Step 3: Interpretation
- Modal class: 20–30 (tallest bar, highest FD = 1.4)
- Total frequency: 6 + 10 + 14 + 8 + 12 = 50 students
Example:
The table shows the distribution of the ages of people attending a seminar.Find the estimated mean and draw, Interpret the Histogram.

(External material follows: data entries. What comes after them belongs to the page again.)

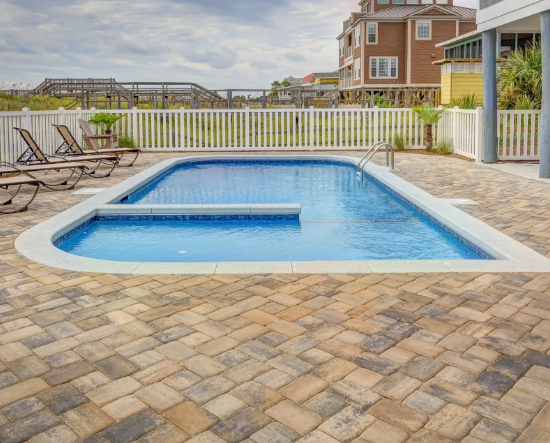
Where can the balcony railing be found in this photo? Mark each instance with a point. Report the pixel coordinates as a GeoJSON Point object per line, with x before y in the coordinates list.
{"type": "Point", "coordinates": [486, 3]}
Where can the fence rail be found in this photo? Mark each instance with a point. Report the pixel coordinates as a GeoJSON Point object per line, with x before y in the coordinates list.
{"type": "Point", "coordinates": [280, 129]}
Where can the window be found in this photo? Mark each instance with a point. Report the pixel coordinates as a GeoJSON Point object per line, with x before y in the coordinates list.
{"type": "Point", "coordinates": [423, 30]}
{"type": "Point", "coordinates": [383, 67]}
{"type": "Point", "coordinates": [372, 31]}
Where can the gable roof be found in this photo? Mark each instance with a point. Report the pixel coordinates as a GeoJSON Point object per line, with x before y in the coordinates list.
{"type": "Point", "coordinates": [409, 11]}
{"type": "Point", "coordinates": [326, 74]}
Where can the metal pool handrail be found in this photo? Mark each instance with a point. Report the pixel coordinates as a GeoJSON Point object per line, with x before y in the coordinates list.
{"type": "Point", "coordinates": [390, 156]}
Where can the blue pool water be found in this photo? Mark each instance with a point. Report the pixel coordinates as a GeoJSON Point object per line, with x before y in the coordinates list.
{"type": "Point", "coordinates": [342, 219]}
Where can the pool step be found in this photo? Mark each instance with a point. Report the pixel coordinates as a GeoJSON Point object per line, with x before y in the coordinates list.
{"type": "Point", "coordinates": [221, 209]}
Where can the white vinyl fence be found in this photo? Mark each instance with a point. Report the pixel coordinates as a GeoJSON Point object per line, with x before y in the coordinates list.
{"type": "Point", "coordinates": [278, 130]}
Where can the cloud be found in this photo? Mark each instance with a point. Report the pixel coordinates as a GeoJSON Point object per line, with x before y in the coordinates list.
{"type": "Point", "coordinates": [295, 57]}
{"type": "Point", "coordinates": [216, 43]}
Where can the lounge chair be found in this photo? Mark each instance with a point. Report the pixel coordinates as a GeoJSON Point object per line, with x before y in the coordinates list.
{"type": "Point", "coordinates": [91, 140]}
{"type": "Point", "coordinates": [34, 155]}
{"type": "Point", "coordinates": [7, 206]}
{"type": "Point", "coordinates": [43, 173]}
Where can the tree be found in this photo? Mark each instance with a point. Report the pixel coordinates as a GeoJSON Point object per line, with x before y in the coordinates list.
{"type": "Point", "coordinates": [429, 115]}
{"type": "Point", "coordinates": [520, 79]}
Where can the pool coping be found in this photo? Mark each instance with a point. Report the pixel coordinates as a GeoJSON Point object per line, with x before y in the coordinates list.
{"type": "Point", "coordinates": [37, 243]}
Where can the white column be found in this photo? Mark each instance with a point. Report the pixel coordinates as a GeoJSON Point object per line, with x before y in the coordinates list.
{"type": "Point", "coordinates": [490, 108]}
{"type": "Point", "coordinates": [544, 146]}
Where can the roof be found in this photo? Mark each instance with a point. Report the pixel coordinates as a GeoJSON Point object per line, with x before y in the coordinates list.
{"type": "Point", "coordinates": [458, 39]}
{"type": "Point", "coordinates": [406, 11]}
{"type": "Point", "coordinates": [326, 74]}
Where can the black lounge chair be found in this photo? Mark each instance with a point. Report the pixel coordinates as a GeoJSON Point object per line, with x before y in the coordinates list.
{"type": "Point", "coordinates": [34, 155]}
{"type": "Point", "coordinates": [70, 146]}
{"type": "Point", "coordinates": [7, 205]}
{"type": "Point", "coordinates": [43, 173]}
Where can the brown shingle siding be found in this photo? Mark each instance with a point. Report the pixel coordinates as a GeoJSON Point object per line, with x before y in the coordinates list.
{"type": "Point", "coordinates": [391, 38]}
{"type": "Point", "coordinates": [422, 70]}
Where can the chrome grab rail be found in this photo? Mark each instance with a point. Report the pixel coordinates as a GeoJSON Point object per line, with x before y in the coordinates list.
{"type": "Point", "coordinates": [390, 157]}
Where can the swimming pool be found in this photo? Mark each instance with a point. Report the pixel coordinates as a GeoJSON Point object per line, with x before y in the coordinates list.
{"type": "Point", "coordinates": [342, 218]}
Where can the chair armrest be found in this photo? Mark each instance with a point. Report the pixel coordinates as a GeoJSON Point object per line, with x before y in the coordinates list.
{"type": "Point", "coordinates": [97, 137]}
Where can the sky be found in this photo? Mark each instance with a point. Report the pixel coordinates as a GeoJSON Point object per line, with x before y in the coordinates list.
{"type": "Point", "coordinates": [217, 43]}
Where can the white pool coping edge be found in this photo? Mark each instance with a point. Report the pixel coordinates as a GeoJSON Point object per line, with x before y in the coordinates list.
{"type": "Point", "coordinates": [37, 243]}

| Age (years) | Frequency |
|---|---|
| 0 < a ≤ 10 | 5 |
| 10 < a ≤ 20 | 8 |
| 20 < a ≤ 40 | 12 |
| 40 < a ≤ 60 | 10 |
| 60 < a ≤ 80 | 5 |
▶️ Answer/Explanation
Step 1: Find class widths and frequency densities
- 0–10: width = 10, FD = 5 ÷ 10 = 0.5
- 10–20: width = 10, FD = 8 ÷ 10 = 0.8
- 20–40: width = 20, FD = 12 ÷ 20 = 0.6
- 40–60: width = 20, FD = 10 ÷ 20 = 0.5
- 60–80: width = 20, FD = 5 ÷ 20 = 0.25
Step 2: Estimate the mean
Use midpoints:
- 0–10 → midpoint = 5
- 10–20 → midpoint = 15
- 20–40 → midpoint = 30
- 40–60 → midpoint = 50
- 60–80 → midpoint = 70
Now calculate \( \sum fx \):
- $5 × 5 = 25$
- $8 × 15 = 120$
- $12 × 30 = 360$
- $10 × 50 = 500$
- $5 × 70 = 350$
Total frequency $= 5 + 8 + 12 + 10 + 5 = 40$
Total \( fx = 25 + 120 + 360 + 500 + 350 = 1355 \)
Estimated Mean = \( \dfrac{1355}{40} = \boxed{33.88 \text{ years}} \)
Step 3: Plot histogram
- X-axis: Age intervals
- Y-axis: Frequency densities
- Use calculated FDs and widths to draw each bar.